Countries and regions in Asia-Pacific are joining the fight to reduce plastic waste amid mounting concerns about the dire consequences of microplastic pollution in the oceans.
New Zealand has announced a plan to phase in a ban on single-use plastic shopping bags in 2019. Taiwan has said it will impose a blanket ban on single-use plastic products by 2030.
Taiwan's plastic ban will also be phased in over time. By 2030, a flat-out ban will be imposed on single-use plastic shopping bags, cups, saucers and straws. Consumers will be charged for using these products, starting in 2025.
In Australia, the states of Queensland and Western Australia introduced a ban on single-use plastic bags in July. The state of Victoria, where the city of Melbourne is located, has announced plans to take the same step in 2019.
According to the United Nations Environment Program, at least 67 countries and areas in the world have introduced regulatory restrictions on the use of plastics, such as bans or levies on single-use plastic bags and Styrofoam products.
A large majority of these countries and areas are located in Africa, where 25 nations have adopted restrictions on plastics, and Europe, where the figure is 22. Only eight Asian countries and five in Oceania have joined the list.
Asia was a front-runner in tackling plastic pollution. In 2002, Bangladesh became the first country in the world to ban plastic bags. In 2008, China banned plastic shopping bags except for those made of biodegradable materials. India introduced similar regulatory measures in 2016. In June, Prime Minister Narendra Modi announced a plan to eliminate all single-use plastics by 2022.
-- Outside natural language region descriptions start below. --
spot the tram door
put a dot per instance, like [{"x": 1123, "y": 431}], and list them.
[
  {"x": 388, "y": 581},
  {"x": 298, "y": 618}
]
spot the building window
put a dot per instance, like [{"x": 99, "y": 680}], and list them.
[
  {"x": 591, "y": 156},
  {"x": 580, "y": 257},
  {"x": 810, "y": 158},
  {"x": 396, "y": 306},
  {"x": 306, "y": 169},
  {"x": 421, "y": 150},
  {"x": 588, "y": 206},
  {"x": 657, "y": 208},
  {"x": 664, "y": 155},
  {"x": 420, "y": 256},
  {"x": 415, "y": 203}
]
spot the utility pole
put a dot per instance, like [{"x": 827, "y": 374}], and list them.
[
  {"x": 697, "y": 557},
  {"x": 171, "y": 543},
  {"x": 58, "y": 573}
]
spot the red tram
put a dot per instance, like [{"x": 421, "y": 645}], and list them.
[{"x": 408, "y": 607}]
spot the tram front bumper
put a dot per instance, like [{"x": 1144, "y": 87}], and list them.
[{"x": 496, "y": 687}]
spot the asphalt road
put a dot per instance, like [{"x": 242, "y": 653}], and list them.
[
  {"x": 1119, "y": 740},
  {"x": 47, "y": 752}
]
In industrial nations, efforts to recycle plastics have made progress, but nearly 80% of the plastic waste ever produced in the world has now been left in landfill, dumps or out in the environment, while about 12% has been incinerated. Just 9% has been recycled, according to recent estimates.
Every year, 8 million tons of plastic end up in the ocean, according to the World Economic Forum. If no effective steps are taken to reduce the amount of plastic entering the water, by 2050 there will be more plastic than fish in the oceans by weight.